16. The method of claim 10, wherein the RegIII protein promoter has a nucleotide sequence of SEQ ID NO:6.

17. The method of claim 10, wherein the RegIII protein promoter has a nucleotide sequence having at least about 80% identity to the nucleotide sequence of SEQ ID NO:6.

18. The method of claim 10, wherein the reporter gene product is selected from the group consisting of luciferase, β-galactosidase, chloramphenical acetyltransferase, β-glucuronidase, alkaline phosphatase, and green fluorescent protein.

19. A method for treating asthma, comprising administering to a mammal in need thereof a therapeutic amount of an agent that decreases the activity of a mammalian RegIIIγ protein.

20. The method of claim 19, wherein the mammal is a human.

21. The method of claim 19, wherein treating the asthma is performed by a method selected from the group consisting of decreasing AHR, decreasing mucus hyperproduction, decreasing serum IgE levels, and decreasing airway eosinophilia.

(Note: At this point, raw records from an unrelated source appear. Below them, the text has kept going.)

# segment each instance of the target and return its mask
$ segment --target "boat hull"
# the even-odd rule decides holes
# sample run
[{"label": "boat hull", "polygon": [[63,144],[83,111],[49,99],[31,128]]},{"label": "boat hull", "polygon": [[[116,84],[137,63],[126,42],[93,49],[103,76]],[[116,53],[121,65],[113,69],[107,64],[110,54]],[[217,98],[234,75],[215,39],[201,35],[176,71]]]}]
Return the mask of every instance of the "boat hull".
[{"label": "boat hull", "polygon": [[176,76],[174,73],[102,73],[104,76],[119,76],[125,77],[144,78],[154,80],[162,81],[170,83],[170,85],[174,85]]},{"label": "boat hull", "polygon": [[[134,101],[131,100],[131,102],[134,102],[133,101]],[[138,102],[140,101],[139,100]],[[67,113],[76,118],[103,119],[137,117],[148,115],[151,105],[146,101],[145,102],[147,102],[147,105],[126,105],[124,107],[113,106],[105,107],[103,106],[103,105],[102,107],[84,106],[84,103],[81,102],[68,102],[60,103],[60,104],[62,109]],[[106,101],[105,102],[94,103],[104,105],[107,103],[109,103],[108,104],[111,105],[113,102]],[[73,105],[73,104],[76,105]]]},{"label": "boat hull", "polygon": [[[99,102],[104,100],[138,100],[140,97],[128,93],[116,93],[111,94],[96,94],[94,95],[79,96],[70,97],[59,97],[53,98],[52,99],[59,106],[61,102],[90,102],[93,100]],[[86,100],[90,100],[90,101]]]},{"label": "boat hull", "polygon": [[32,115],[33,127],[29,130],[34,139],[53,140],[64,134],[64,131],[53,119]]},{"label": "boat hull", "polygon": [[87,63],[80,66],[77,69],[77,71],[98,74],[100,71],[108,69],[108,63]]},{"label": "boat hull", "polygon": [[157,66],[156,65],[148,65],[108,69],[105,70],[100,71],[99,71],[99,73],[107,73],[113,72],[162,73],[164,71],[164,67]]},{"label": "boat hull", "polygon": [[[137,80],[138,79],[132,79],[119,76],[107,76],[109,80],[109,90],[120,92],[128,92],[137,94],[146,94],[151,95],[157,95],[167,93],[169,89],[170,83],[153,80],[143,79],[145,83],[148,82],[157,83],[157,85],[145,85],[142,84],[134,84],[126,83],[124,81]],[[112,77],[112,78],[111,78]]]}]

22. The method of claim 19, wherein the agent that decreases the activity of the mammalian RegIII protein is sIL-13Rα2-Fc.

23. The method of claim 19, wherein the mammalian RegIII protein is encoded by a nucleotide sequence selected from the group consisting of SEQ ID NO:1 and SEQ ID NO:3.

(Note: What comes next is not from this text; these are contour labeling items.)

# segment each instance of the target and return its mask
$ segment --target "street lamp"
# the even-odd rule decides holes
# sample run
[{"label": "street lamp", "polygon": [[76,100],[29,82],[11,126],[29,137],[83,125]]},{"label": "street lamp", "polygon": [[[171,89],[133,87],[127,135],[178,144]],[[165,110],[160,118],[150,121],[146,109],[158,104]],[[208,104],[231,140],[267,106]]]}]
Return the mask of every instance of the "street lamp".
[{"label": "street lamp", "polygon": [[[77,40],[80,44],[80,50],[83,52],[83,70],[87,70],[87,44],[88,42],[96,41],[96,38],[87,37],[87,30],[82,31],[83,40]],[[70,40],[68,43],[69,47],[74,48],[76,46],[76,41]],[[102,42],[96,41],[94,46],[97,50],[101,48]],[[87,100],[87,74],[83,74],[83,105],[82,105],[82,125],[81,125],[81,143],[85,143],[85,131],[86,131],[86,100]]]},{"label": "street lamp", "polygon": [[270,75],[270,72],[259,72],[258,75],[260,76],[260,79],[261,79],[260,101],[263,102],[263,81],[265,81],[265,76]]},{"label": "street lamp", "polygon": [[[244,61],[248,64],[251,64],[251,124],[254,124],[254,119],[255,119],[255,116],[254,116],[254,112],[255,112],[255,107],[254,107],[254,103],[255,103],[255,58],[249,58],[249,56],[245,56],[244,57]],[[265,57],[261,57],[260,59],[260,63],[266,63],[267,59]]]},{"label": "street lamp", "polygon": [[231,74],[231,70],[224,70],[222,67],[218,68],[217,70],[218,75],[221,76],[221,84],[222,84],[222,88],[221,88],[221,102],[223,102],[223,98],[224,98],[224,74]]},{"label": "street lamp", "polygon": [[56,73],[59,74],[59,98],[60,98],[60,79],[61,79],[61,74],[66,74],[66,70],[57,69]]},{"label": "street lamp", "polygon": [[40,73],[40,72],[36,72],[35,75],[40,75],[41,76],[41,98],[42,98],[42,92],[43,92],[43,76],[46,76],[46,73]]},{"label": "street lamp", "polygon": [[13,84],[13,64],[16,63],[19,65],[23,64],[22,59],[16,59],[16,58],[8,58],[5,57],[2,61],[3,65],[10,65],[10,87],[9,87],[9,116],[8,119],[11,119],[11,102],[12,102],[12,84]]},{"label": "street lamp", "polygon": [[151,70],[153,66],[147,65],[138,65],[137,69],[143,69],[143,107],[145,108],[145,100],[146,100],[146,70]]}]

24. The method of claim 19, wherein the RegIII protein is encoded by a nucleotide sequence having at least about 70% identity to a nucleotide sequence selected from the group consisting of SEQ ID NO:1 and SEQ ID NO:3.

25. A method for treating asthma, comprising administering to a mammal in need thereof a therapeutic amount of an agent that decreases the production of a mammalian RegIII protein.

26. The method of claim 25, wherein the agent that decreases the production of the RegIII protein is a nucleic acid.

27. The method of claim 26, wherein the nucleic acid is a ribonucleic acid.

28. The method of claim 27, wherein the ribonucleic acid has a nucleotide sequence that is complementary to a portion of the nucleotide sequence set forth in SEQ ID NO:1 or SEQ ID NO:3 encoding the RegIII protein.

29. The method of claim 27, wherein the ribonucleic acid is RNA interference.

30. The method of claim 25, wherein the mammal is a human.

31. The method of claim 25, wherein the inhibitor is administered in a pharmaceutically acceptable carrier.